Par Bill Bonner
Il faut s’attendre à un miracle. Ou à une fraude.
Pour de l’argent imprimé — de l’argent créé à partir de rien –, il est impossible de générer de la richesse réelle. Ce n’est que du papier. Ou même moins. Ces jours-ci, ce n’est rien de plus qu’une bribe de l’imagination d’internet.
Un guichetier tape un chiffre sur son clavier. Et hop ! Une banque à des milliers de kilomètres de là reçoit un milliard de dollars. Le monde en est-il un centime plus riche ? Bien sûr que non. Même immeubles. Mêmes entreprises. Même production. Même pouvoir d’achat.
Mais attendez… dans ce cas, que font vraiment ces milliards de dollars ?
Ah, ça… Eh bien, ils ressemblent à du vrai argent. Ils agissent comme du vrai argent. Et ils achètent des choses — comme du vrai argent. Et, incroyable mais vrai, les gens pensent que c’est du vrai argent.
Ils se sentent plus riches. Ils dépensent. Ils investissent. Ils spéculent. Exactement comme s’ils avaient plus d’argent réel. Si cet argent bidon parvenait à créer un authentique boom, ce serait un miracle. Mais on dirait que c’est exactement ce sur quoi les investisseurs parient.
Le Dow est passé au-dessus des 11 000 points la semaine dernière. Le S&P 500 se vend à un PER 50% plus élevé que sa moyenne de long terme. Les investisseurs doivent penser que les entreprises vont se développer 50% plus rapidement que durant la majeure partie du 20ème siècle.
Quoi ? Voyons voir…
… Nous sommes dans les premières phases d’une Grande correction…
… on trouve encore l’équivalent de 20 000 milliards de dollars de créances pourries à éliminer…
… le chômage est à des niveaux qu’on n’avait plus vus depuis la Grande dépression…
… tant de maisons américaines risquent la saisie que les banques doivent cesser de les reprendre…
… le peu de “croissance” qu’on enregistre semble provenir uniquement du gouvernement. Et le gouvernement lui-même est en bonne voie pour une crise de dette…
Les choses ne vont pas en s’améliorant. Le gouvernement américain est dans le rouge à tel point qu’il ne pourra peut-être jamais en sortir. Il emprunte un dollar pour chaque dollar d’impôt qu’il encaisse. Il continue donc de creuser son trou.
▪ Et début novembre, la Fed devrait annoncer qu’elle se joint à la fête de l’assouplissement quantitatif. C’est ce qui retient l’attention des investisseurs. C’est ce sur quoi ils parient — toujours plus d’argent brûlant de la part de la Fed.
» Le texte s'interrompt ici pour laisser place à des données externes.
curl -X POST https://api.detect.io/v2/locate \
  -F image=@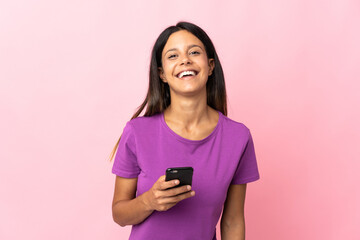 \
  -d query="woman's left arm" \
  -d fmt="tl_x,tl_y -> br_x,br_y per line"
220,184 -> 247,240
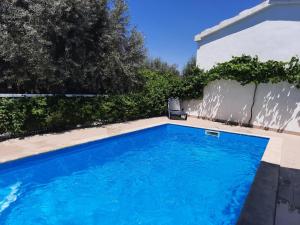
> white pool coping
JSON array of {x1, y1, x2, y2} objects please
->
[{"x1": 0, "y1": 117, "x2": 299, "y2": 169}]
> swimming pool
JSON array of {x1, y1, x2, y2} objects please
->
[{"x1": 0, "y1": 124, "x2": 269, "y2": 225}]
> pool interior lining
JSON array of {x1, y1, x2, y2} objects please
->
[{"x1": 1, "y1": 124, "x2": 288, "y2": 225}]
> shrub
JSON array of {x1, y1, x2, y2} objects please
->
[{"x1": 0, "y1": 70, "x2": 179, "y2": 137}]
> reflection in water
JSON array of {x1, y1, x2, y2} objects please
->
[{"x1": 0, "y1": 182, "x2": 21, "y2": 214}]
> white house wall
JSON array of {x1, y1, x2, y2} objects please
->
[
  {"x1": 252, "y1": 82, "x2": 300, "y2": 132},
  {"x1": 196, "y1": 4, "x2": 300, "y2": 70},
  {"x1": 182, "y1": 80, "x2": 300, "y2": 134}
]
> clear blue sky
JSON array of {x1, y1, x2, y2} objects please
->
[{"x1": 127, "y1": 0, "x2": 262, "y2": 70}]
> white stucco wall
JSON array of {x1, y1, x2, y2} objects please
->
[
  {"x1": 196, "y1": 4, "x2": 300, "y2": 70},
  {"x1": 251, "y1": 82, "x2": 300, "y2": 132},
  {"x1": 182, "y1": 80, "x2": 255, "y2": 124},
  {"x1": 182, "y1": 80, "x2": 300, "y2": 134}
]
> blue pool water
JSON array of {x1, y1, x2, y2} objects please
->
[{"x1": 0, "y1": 124, "x2": 269, "y2": 225}]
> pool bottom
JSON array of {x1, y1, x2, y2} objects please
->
[{"x1": 0, "y1": 124, "x2": 269, "y2": 225}]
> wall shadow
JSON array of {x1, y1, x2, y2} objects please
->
[
  {"x1": 184, "y1": 81, "x2": 300, "y2": 133},
  {"x1": 253, "y1": 83, "x2": 300, "y2": 132},
  {"x1": 198, "y1": 80, "x2": 253, "y2": 125}
]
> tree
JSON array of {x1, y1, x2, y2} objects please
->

“Le travail de la Fed, c’est de retirer le bol à punch” lorsque la fête devient trop folle, disait William McChesney Martin, ancien chef de la Fed. Au lieu de ça, elle verse encore plus d’alcool et offre les clés de la voiture.
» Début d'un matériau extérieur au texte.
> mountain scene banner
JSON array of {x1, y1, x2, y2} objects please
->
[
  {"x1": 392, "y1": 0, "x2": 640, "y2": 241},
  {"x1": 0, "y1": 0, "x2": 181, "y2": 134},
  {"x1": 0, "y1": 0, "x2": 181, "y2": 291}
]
Les investisseurs sont convaincus qu’elle annoncera une nouvelle vague d’assouplissement quantitatif en novembre. Ils pensent que les chiffres devraient se situer entre 100 et 1 500 milliards de dollars. Une grosse somme, en d’autres termes.
Pourquoi ? Parce que l’économie ne s’améliore pas. Parce que c’est une Grande correction. Parce que la Fed est persuadée qu’elle peut injecter de l’argent et stimuler “l’instinct animal” des Américains. Et parce que ce sont tous des benêts, en réalité.
Si vous pensez qu’on peut vraiment améliorer la situation en ajoutant de l’argent bidon, pourquoi ne pas en ajouter beaucoup plus ? Ha ha… pas grave, oubliez ça.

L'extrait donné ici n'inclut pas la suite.